Egypt does not currently see a need to negotiate a new funding programme with the International Monetary Fund (IMF) after the conclusion of its existing agreement in December 2026, Prime Minister Mostafa Madbouly said on Thursday.
Speaking during a cabinet press conference, Madbouly said the government believes there is no immediate requirement for another IMF-supported programme once the current Extended Fund Facility (EFF) arrangement expires in mid-December.
His remarks came as an IMF mission remains in Cairo to conduct the seventh review of Egypt’s EFF programme and the second review under the Resilience and Sustainability Facility (RSF). The reviews, expected to conclude on June 15, could unlock approximately $1.6bn in additional financing for Egypt.
Madbouly said discussions between IMF officials, the Central Bank of Egypt, and the Ministry of Finance were progressing positively.
"The talks are going well," he said, noting that the Fund is evaluating the pace of Egypt’s economic reforms amid ongoing regional challenges.
The IMF is also assessing the impact of the continuing conflict in the Middle East on Egypt’s economy and is expected to provide recommendations to support the country’s reform agenda.
The prime minister highlighted a series of measures aimed at boosting investment and economic growth in the coming fiscal year. Beginning July 1, the government will introduce new tax, customs, and real estate incentives designed to attract both domestic and foreign investors.
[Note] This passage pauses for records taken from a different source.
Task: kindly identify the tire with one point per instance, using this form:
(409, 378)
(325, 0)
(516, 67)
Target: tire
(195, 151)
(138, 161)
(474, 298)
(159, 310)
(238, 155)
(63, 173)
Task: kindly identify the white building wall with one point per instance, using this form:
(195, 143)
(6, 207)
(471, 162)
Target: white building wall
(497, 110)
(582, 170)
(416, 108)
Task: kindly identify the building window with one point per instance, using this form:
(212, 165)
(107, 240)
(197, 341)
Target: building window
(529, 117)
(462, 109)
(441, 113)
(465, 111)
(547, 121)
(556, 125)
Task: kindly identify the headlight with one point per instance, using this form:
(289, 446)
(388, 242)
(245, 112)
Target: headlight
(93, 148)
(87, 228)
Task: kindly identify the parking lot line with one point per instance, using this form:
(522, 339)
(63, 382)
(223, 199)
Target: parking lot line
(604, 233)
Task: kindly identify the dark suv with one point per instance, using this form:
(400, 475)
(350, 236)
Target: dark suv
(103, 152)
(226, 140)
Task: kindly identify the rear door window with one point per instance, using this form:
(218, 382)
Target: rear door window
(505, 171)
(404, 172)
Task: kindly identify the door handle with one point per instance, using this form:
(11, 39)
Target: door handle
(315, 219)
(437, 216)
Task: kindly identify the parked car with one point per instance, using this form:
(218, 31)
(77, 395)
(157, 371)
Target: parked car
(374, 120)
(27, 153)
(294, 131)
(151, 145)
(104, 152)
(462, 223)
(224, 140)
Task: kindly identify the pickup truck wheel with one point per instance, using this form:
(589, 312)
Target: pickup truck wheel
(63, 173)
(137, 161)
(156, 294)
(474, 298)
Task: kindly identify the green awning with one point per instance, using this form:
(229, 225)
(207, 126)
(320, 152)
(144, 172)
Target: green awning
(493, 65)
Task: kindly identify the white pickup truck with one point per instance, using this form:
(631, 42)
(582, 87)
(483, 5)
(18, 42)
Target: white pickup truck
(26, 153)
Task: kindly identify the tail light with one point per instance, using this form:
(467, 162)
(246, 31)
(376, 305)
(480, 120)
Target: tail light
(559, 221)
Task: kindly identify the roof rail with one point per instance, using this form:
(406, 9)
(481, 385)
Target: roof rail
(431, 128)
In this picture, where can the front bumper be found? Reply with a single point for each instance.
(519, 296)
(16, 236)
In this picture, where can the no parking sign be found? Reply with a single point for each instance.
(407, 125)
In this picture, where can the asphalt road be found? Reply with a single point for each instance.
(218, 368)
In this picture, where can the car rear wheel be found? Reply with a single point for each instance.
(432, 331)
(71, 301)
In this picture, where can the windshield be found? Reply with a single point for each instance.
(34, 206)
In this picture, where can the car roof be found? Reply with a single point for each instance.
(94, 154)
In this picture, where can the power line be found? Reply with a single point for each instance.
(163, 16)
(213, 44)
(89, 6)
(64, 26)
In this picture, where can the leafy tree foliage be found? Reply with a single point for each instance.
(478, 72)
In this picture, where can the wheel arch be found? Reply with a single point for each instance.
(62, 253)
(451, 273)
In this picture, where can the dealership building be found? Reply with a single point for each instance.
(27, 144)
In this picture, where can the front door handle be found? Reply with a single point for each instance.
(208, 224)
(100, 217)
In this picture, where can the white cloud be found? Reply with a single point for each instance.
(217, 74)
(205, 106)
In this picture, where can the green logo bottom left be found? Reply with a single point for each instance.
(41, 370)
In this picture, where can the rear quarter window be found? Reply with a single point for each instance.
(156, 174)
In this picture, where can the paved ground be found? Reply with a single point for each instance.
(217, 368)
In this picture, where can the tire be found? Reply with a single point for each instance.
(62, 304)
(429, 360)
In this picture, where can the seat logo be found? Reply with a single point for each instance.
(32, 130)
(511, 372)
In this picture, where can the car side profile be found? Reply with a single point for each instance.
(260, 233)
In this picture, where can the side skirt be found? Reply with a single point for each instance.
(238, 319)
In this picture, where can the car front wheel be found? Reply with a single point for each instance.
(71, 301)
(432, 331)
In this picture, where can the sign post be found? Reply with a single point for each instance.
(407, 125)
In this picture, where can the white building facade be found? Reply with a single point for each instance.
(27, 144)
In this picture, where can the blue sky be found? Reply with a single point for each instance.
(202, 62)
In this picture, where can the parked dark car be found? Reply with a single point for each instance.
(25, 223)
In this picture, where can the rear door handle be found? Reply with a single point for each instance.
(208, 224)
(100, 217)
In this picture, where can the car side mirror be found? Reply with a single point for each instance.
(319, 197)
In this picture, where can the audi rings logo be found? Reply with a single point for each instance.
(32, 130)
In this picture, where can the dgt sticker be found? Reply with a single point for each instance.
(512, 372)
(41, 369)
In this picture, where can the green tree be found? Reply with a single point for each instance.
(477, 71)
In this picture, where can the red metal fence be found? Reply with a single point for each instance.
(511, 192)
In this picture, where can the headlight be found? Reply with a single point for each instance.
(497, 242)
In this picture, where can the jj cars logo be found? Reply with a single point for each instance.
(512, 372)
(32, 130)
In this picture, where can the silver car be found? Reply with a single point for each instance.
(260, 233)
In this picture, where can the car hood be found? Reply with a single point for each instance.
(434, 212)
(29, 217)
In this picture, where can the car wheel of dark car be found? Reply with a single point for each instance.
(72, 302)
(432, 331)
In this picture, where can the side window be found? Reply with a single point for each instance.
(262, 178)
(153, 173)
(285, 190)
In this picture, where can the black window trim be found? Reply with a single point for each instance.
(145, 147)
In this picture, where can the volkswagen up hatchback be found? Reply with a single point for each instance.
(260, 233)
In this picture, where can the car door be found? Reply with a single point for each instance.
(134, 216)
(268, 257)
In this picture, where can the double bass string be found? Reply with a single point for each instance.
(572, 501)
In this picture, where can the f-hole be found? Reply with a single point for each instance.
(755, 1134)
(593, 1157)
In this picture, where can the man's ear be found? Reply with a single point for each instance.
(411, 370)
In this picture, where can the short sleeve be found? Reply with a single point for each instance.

Madbouly said tax revenues have shown strong growth despite economic pressures. During the first nine months of fiscal year 2025/2026, tax revenues rose 28.7% year-on-year to EGP 1.85 trillion, representing 8.7% of gross domestic product (GDP). Over the first ten months of the fiscal year, revenues increased by 29.3% to EGP 2.21 trillion, equivalent to 10.4% of GDP.
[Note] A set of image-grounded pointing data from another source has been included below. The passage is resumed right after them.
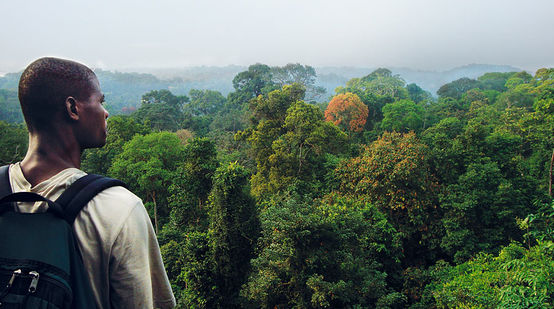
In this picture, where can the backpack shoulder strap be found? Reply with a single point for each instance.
(82, 191)
(5, 187)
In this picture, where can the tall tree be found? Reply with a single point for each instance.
(347, 111)
(162, 110)
(234, 229)
(148, 164)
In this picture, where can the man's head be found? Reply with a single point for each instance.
(57, 90)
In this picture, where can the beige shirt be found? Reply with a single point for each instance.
(117, 241)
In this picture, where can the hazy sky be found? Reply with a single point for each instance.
(421, 34)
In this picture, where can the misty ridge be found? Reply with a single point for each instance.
(124, 89)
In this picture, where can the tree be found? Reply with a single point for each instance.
(347, 111)
(417, 94)
(393, 173)
(402, 116)
(334, 253)
(205, 102)
(458, 87)
(162, 110)
(148, 164)
(191, 185)
(289, 140)
(297, 73)
(121, 129)
(13, 142)
(254, 81)
(234, 229)
(10, 111)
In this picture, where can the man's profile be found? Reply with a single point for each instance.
(62, 104)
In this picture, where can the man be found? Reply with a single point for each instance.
(62, 102)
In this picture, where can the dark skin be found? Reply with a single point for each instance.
(78, 126)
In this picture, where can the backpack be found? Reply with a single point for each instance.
(40, 262)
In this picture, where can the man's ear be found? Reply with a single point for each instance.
(71, 108)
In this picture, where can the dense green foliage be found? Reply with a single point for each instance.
(259, 202)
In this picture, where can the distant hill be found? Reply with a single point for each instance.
(124, 89)
(332, 77)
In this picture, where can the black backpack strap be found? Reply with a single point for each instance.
(82, 191)
(32, 197)
(5, 186)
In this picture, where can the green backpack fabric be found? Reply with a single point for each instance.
(40, 263)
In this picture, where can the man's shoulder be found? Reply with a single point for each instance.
(111, 208)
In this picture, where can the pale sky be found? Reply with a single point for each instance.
(419, 34)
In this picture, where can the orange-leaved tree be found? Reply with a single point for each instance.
(347, 111)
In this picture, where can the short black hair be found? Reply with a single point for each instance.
(45, 85)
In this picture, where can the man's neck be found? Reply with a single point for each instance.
(47, 156)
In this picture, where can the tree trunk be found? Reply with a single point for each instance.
(550, 182)
(155, 211)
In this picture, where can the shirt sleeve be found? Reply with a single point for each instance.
(137, 274)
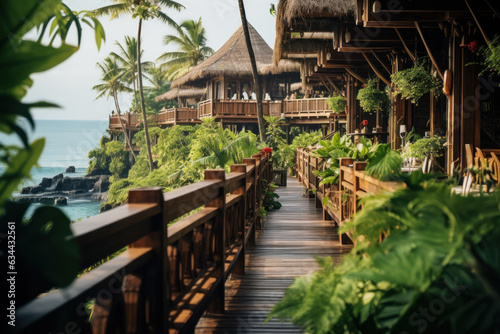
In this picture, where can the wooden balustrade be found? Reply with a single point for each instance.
(354, 183)
(174, 116)
(169, 275)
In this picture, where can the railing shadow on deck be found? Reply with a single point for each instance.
(169, 275)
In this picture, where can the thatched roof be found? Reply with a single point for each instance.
(231, 59)
(289, 11)
(300, 8)
(174, 93)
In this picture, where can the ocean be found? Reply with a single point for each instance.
(67, 143)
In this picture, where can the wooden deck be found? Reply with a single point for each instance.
(284, 248)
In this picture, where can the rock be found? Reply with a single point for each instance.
(102, 184)
(61, 201)
(46, 182)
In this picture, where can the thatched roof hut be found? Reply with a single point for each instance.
(184, 92)
(232, 60)
(290, 11)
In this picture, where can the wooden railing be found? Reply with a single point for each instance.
(306, 108)
(343, 198)
(169, 275)
(178, 115)
(236, 109)
(130, 121)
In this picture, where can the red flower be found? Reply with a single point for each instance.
(473, 46)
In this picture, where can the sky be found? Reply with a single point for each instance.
(70, 84)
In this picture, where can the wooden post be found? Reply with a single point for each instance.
(253, 200)
(156, 240)
(217, 305)
(239, 268)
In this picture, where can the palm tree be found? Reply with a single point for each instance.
(191, 46)
(111, 85)
(256, 79)
(144, 10)
(128, 59)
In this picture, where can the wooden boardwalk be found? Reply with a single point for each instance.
(284, 248)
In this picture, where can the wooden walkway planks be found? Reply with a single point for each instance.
(284, 249)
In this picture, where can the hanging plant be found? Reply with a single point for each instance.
(337, 104)
(491, 55)
(415, 82)
(371, 99)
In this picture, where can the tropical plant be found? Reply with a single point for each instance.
(143, 10)
(45, 254)
(337, 104)
(436, 269)
(415, 82)
(61, 20)
(371, 99)
(127, 58)
(191, 49)
(255, 73)
(111, 85)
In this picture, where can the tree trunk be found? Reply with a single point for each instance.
(256, 79)
(127, 138)
(141, 94)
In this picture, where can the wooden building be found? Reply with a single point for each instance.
(342, 43)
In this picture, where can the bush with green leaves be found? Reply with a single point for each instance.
(426, 147)
(337, 104)
(415, 82)
(435, 271)
(371, 99)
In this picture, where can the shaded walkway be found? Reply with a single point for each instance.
(284, 249)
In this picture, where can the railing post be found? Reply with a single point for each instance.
(239, 268)
(158, 311)
(253, 198)
(217, 305)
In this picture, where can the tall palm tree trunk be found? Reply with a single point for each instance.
(141, 94)
(127, 138)
(256, 79)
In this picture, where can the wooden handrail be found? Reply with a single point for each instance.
(169, 275)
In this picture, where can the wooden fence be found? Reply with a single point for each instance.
(342, 203)
(170, 274)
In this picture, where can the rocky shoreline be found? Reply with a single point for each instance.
(58, 189)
Looking ahead, the government's fiscal year 2026/2027 budget targets a 27.6% increase in general revenues to EGP 4 trillion and economic growth of 5.4%, while continuing efforts to expand private-sector participation in the economy.
Madbouly also underscored plans to increase public spending on key social sectors. Funding for healthcare will rise by 30%, including around EGP 47.5bn allocated to support health insurance programmes, while education spending is set to increase by 20%.
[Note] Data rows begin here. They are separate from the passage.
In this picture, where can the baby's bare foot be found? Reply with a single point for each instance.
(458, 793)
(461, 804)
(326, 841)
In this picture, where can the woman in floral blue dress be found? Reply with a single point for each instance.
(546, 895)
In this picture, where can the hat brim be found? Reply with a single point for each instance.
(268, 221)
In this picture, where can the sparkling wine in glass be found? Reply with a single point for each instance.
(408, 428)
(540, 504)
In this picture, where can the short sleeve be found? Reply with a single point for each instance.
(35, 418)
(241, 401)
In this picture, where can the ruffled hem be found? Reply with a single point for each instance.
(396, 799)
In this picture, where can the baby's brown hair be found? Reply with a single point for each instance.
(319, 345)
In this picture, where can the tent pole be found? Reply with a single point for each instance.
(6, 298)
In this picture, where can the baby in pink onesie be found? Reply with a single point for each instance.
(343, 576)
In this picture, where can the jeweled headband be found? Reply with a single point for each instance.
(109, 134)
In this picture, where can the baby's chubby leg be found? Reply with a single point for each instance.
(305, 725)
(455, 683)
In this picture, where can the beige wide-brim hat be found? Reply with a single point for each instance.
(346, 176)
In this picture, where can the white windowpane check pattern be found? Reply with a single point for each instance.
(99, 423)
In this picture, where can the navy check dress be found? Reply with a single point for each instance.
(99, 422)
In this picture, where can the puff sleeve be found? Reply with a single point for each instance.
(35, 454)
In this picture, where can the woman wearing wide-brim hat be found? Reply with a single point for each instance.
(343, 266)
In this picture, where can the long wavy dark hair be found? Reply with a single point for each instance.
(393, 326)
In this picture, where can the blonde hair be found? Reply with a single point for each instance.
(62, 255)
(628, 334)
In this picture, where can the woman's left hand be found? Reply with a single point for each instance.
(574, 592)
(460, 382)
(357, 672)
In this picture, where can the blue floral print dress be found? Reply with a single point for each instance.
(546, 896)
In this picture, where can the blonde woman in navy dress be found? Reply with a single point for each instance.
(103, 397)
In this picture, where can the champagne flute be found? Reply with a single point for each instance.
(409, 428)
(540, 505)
The new budget will earmark EGP 90bn for programmes supporting economic activity, including exports, manufacturing, and entrepreneurship. Of that amount, approximately EGP 48bn will be allocated to export subsidy programmes for goods and services.
In addition, the government plans to introduce incentives to encourage the productive use of vacant land and unoccupied real estate units. New measures will also promote the installation of solar energy systems by households and factories, supporting Egypt’s transition toward renewable energy and diversifying electricity sources.
The measures form part of the government's broader strategy to strengthen economic resilience, stimulate investment, and sustain growth as Egypt continues implementing reforms under its IMF-backed programme.